Since then, reporters aplenty have scrambled to connect the dots between Stephenson’s recent woes and the trail of ill will tracing back to his days with the Pacers:
The addition of Stephenson—long-lauded for his idiosyncratic brand of playmaking—was supposed to help bolster Charlotte’s 24th-ranked offense from a season ago. The early returns, however, have been anything but encouraging.
| Season | Points | Rebounds | Assists | PER |
| 2013-14 | 13.8 | 7.2 | 5.4 | 14.7 |
| 2014-15 | 9.6 | 7.7 | 4.6 | 10.5 |
In fact, the mercurial wing has failed to make an impact on either side of the ball, with Charlotte registering an offensive rating of 97.2 and a defensive rating of 105.6 with Stephenson on the floor, per NBA.com.
Disconcerting developments aside, scapegoating Stephenson as the Hornets’ principal problem fails to account for the myriad other manners in which these once-plucky upstarts have forsaken expectations.
Indeed, the team’s ledger reads like a what’s what of last year’s statistical improvements fallen suddenly by the wayside:
| Player | 2013-14 PER | 2014-15 PER | 2013-14 WS / 48 | 2014-15 WS / 48 |
| Kemba Walker | 16.8 | 14.8 | .093 | .044 |
| Al Jefferson | 22.7 | 21.1 | .146 | .102 |
| Lance Stephenson | 14.7 | 10.5 | .130 | -.020 |
| Gerald Henderson | 13.1 | 9.3 | .071 | .019 |
| Michael Kidd-Gilchrist | 12.0 | 19.0 | .098 | .181 |
And don’t discount the loss of another, seemingly superfluous piece—a player SB Nation’s Liam Boylan-Pett explains was an unsung cog in Charlotte’s clunky-but-serviceable offense:
"[Josh] McRoberts hasn't gone into Miami and lit up the scoreboard for the Heat, but he's certainly missed in Charlotte. Sure, he only put up 8.5 points and 4.8 rebounds per game for the Hornets, but as a front court mate to Al Jefferson, his 30 minutes per game were valuable. Team owner Michael Jordan said McRoberts kept the team organized on the court, calling him a connector.
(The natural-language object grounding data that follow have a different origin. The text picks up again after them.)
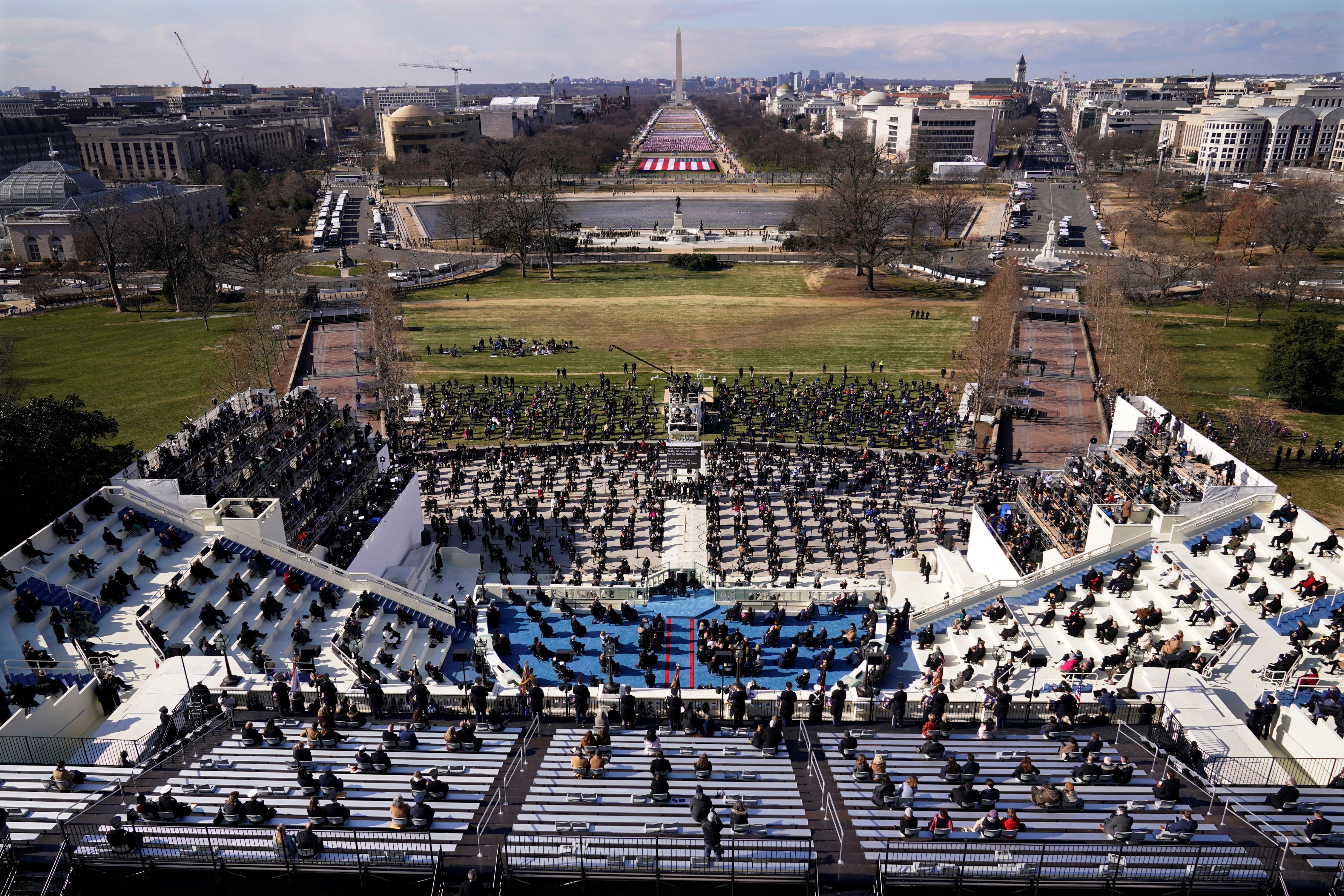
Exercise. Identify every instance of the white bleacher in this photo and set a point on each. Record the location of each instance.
(34, 803)
(367, 796)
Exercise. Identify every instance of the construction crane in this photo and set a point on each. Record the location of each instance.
(205, 79)
(455, 69)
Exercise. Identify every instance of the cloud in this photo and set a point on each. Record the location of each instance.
(361, 42)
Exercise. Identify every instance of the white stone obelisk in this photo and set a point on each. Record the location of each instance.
(678, 95)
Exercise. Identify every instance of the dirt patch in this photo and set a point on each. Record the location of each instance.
(843, 284)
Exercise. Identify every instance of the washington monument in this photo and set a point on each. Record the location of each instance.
(678, 95)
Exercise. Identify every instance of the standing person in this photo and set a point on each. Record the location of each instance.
(1002, 703)
(898, 706)
(479, 695)
(838, 699)
(375, 699)
(581, 702)
(788, 702)
(280, 696)
(710, 828)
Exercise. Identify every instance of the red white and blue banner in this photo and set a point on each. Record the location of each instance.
(663, 163)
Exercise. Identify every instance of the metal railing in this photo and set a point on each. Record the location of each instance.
(832, 814)
(582, 857)
(205, 847)
(1041, 577)
(501, 796)
(77, 751)
(1195, 866)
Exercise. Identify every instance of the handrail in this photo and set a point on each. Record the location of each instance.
(354, 581)
(1186, 527)
(501, 796)
(832, 814)
(998, 586)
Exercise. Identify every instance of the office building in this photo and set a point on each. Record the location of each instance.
(418, 130)
(33, 139)
(54, 233)
(167, 150)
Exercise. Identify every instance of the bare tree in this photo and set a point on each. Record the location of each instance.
(552, 214)
(859, 211)
(1156, 265)
(482, 210)
(1191, 221)
(1244, 225)
(1229, 288)
(452, 160)
(163, 238)
(1296, 276)
(519, 220)
(988, 344)
(1264, 291)
(1156, 201)
(453, 221)
(256, 248)
(103, 230)
(198, 293)
(506, 158)
(1218, 210)
(949, 207)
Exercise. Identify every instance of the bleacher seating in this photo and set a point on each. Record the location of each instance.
(617, 804)
(998, 760)
(367, 796)
(36, 803)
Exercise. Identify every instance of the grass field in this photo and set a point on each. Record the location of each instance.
(1218, 359)
(764, 317)
(148, 375)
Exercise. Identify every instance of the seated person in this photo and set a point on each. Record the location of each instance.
(990, 825)
(423, 814)
(883, 793)
(1047, 796)
(1168, 789)
(1120, 825)
(1287, 794)
(966, 796)
(1319, 825)
(256, 808)
(659, 792)
(1186, 824)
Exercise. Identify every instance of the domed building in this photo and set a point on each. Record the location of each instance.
(417, 130)
(42, 185)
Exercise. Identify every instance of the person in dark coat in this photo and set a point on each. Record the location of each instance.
(108, 695)
(627, 708)
(701, 806)
(711, 827)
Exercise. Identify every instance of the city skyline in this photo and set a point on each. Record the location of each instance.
(72, 50)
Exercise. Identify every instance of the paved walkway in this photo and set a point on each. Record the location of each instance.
(1066, 401)
(335, 370)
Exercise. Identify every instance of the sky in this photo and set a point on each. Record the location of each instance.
(349, 44)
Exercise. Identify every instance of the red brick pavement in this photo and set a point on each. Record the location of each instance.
(1070, 413)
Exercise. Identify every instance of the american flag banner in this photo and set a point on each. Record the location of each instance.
(663, 163)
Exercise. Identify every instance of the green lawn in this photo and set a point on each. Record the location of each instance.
(1217, 359)
(760, 317)
(150, 375)
(605, 281)
(146, 374)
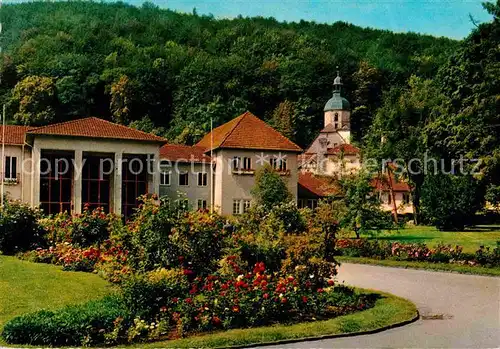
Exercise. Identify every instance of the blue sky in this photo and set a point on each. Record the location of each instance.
(436, 17)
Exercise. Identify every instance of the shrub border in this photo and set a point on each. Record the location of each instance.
(392, 300)
(427, 266)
In his wake, Cody Zeller and Marvin Williams have split time, and neither have proven to be much of a difference maker.
"
Whether all this amounts to an accurate bellwether or a simple case of early-season blues, it’s impossible to say. What’s become increasingly clear, though, is that rebranding and lingering goodwill alone are seldom guarantors of greater fortune.
The same qualities that helped the Hornets defy the doldrums a season ago—pluckiness, precociousness, a willful disregard for playing to downtrodden type—aren’t without their counterweights. Chief among them: comfort, complacency and the long-gone luxury of being able to sneak up on unsuspecting opponents.
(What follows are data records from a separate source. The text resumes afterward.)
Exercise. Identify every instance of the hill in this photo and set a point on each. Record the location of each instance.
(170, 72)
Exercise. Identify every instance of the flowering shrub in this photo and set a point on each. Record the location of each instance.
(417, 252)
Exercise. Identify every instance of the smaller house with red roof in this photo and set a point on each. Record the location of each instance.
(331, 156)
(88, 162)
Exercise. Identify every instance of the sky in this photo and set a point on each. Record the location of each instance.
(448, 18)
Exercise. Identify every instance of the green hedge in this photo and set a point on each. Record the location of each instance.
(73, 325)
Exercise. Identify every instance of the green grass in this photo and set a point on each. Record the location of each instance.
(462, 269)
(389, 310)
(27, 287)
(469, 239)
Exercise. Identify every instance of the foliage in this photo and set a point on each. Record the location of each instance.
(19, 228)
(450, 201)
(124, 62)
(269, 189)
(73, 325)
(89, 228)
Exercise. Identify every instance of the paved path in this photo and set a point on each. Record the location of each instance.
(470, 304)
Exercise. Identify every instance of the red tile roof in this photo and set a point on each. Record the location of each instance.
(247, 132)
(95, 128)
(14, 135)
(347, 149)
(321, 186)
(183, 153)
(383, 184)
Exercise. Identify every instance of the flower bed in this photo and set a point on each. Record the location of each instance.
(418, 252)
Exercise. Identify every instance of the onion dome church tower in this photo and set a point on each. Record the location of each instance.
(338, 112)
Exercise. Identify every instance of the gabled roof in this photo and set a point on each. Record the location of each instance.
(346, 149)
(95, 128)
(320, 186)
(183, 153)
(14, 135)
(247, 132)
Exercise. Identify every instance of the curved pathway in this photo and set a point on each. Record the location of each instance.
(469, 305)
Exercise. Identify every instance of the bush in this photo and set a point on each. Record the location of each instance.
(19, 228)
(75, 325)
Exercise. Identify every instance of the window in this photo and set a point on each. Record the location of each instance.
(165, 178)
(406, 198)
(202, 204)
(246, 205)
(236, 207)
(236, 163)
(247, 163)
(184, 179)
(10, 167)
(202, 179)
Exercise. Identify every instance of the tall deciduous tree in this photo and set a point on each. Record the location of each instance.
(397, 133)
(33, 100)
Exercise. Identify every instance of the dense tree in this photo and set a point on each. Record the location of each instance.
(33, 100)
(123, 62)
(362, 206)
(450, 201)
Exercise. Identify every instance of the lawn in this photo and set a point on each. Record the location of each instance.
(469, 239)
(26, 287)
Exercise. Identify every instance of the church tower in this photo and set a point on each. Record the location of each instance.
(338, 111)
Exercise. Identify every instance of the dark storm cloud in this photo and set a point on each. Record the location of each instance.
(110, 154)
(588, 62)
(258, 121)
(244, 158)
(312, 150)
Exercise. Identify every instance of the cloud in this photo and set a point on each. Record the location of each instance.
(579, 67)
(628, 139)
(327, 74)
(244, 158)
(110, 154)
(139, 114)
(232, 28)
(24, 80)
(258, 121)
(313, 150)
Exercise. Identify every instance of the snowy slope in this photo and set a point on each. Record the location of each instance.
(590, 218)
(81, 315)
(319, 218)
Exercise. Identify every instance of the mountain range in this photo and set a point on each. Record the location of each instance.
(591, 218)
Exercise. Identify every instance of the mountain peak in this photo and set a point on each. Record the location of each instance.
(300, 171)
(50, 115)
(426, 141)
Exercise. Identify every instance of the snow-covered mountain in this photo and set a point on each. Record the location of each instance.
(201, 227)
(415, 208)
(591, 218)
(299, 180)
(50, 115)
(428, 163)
It’s difficult to imagine Charlotte’s tailspin continuing apace; sooner or later the mean will reel the Hornets upward. Enough, perhaps, to force their way back into the playoff conversation.
In the meantime, though, lie the growing pains of a would-be power. Unlike other upstarts of seasons past, however—your Oklahoma City Thunders and Indiana Pacers—Charlotte’s journey has been less about slow and steady steps forward than an overnight transformation. From perennial laughingstock to seeming team of tomorrow in far too little time.
Speaking of time, there's still plenty of it to prove us all wrong. Right now, it’s about the Hornets—who should know enough about NBA despair to never want to return—remembering how to prove themselves right.